Francisco de Asís fue otro hombre que no pasó de largo por la vida, sirviéndose de las cosas, sino que en todo momento escuchaba y agradecía la voz de Dios presente en el sol, la luna y las estrellas; en el agua y en el fuego; en la vida y en la muerte; en las aves, en los peces… y en el hombre. Por todo decía: “Loado seas, mi Señor”.
   Dar gracias es nuestra vocación. “En todo dad gracias, pues esto es lo que Dios quiere de vosotros” (I Tes 5,18) exhorta san Pablo. Es nuestra tarea, pero no es una tarea fácil. Para ello hay que ser contemplativos, personas con una mirada limpia, purificada y purificadora. En no pocas ocasiones las sombras y oscuridades que percibimos en nuestro entorno no son sino la proyección de nuestra oscuridad interior. Sólo purificando la mirada hasta el grado de ver a Dios en las cosas, suceso y personas se puede reconocer su verdad íntima y última.
   Dar gracias es acoger, encarnar, interiorizar, vivenciar el don, en nuestro caso la salvación de Dios. Es un ejercicio del corazón y no sólo de los labios; es un compromiso real y no sólo un cumplido.

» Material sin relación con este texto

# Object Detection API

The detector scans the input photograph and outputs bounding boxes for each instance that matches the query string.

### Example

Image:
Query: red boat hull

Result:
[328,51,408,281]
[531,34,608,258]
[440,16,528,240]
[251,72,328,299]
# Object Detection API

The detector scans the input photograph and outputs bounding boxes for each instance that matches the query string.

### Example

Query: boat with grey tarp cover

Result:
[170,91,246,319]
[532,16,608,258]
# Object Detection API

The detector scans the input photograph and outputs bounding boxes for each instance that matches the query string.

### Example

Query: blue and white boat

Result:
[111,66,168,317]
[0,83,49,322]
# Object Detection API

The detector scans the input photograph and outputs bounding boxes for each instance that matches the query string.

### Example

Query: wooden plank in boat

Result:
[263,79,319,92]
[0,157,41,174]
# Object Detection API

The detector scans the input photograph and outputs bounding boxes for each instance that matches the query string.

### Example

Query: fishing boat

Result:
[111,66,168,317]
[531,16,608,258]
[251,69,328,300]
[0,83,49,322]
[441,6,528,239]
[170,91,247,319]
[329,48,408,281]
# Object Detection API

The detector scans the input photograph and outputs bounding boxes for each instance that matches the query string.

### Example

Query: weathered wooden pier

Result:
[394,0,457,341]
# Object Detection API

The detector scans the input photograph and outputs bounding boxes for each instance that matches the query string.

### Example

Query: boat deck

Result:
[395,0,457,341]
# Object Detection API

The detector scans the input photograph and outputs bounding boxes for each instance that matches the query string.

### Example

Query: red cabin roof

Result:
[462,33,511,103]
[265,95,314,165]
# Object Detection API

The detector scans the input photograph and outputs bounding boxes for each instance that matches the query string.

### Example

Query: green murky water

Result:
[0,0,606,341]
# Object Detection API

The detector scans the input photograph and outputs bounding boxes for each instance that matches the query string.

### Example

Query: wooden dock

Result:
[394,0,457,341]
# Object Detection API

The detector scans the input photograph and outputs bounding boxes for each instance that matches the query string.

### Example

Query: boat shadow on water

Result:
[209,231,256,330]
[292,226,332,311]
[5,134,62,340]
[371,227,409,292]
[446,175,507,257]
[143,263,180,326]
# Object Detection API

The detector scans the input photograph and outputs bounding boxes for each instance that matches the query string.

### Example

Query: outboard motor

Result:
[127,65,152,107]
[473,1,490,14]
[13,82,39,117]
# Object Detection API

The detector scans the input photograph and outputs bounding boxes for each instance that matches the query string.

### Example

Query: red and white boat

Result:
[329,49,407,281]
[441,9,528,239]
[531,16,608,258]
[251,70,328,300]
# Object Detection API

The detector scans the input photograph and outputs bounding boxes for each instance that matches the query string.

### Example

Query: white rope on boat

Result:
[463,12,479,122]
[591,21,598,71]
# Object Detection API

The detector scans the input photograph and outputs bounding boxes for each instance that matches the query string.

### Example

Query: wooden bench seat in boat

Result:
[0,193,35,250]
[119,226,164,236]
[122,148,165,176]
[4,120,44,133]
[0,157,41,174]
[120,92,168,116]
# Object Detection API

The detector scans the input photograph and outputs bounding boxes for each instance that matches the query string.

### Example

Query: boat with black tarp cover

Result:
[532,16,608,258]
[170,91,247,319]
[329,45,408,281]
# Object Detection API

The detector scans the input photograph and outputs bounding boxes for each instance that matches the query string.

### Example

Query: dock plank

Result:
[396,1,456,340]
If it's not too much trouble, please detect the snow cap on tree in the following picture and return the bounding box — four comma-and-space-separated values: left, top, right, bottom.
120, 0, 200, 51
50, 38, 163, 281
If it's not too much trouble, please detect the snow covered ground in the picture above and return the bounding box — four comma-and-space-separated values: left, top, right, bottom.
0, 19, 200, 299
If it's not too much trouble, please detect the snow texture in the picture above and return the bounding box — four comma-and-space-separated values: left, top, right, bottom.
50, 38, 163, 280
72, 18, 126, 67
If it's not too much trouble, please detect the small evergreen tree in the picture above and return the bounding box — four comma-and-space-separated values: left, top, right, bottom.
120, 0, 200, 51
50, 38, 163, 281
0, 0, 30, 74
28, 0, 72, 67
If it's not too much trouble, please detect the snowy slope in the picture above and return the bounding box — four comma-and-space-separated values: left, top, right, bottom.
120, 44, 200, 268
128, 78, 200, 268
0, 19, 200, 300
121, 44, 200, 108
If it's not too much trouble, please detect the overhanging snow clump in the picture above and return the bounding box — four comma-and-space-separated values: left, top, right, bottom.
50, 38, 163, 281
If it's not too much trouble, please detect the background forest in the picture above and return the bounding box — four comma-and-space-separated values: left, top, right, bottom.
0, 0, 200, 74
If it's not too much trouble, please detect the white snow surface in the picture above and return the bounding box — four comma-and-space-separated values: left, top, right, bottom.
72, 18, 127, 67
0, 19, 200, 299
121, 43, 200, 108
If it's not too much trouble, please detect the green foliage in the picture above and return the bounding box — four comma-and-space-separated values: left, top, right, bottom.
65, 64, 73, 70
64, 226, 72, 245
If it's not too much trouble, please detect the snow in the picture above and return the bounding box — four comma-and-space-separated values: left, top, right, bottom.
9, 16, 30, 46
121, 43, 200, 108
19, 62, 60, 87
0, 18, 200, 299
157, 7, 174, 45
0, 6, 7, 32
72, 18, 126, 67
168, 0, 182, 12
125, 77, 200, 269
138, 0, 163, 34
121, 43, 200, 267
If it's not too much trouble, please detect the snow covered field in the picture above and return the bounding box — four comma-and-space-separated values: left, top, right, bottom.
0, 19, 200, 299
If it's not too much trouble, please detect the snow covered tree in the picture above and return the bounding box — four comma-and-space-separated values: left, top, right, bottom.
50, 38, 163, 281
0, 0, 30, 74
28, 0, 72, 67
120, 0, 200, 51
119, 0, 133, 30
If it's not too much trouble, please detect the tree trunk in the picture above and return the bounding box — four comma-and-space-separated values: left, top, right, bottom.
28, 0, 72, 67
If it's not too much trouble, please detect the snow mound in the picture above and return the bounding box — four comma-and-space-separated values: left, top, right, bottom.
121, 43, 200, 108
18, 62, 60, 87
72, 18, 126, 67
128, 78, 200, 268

    La eucaristía, memorial de Cristo por excelencia, es la acción de gracias que el cristiano presenta al padre en nombre de Cristo. En Cristo, por Cristo y con Cristo agradezcamos el donde la fe, su constante presencia entre nosotros, traducida en salud, trabajo, familia, dolor (también Dios se nos manifiesta en el dolor) y que Él no clarifique y purifique la mirada para saber reconocer y agradecer su presencia entre nosotros.
REFLEXIÓN PERSONAL
.- ¿Qué espacio ocupa en mí  la gratitud y la gratuidad?
.- ¿Hago memoria de Jesucristo en mi vida y con mi vida?
.- ¿Cómo participo en la Eucaristía, rutinaria o responsablemente?
DOMINGO J. MONTERO CARRIÓN, franciscano-capuchino.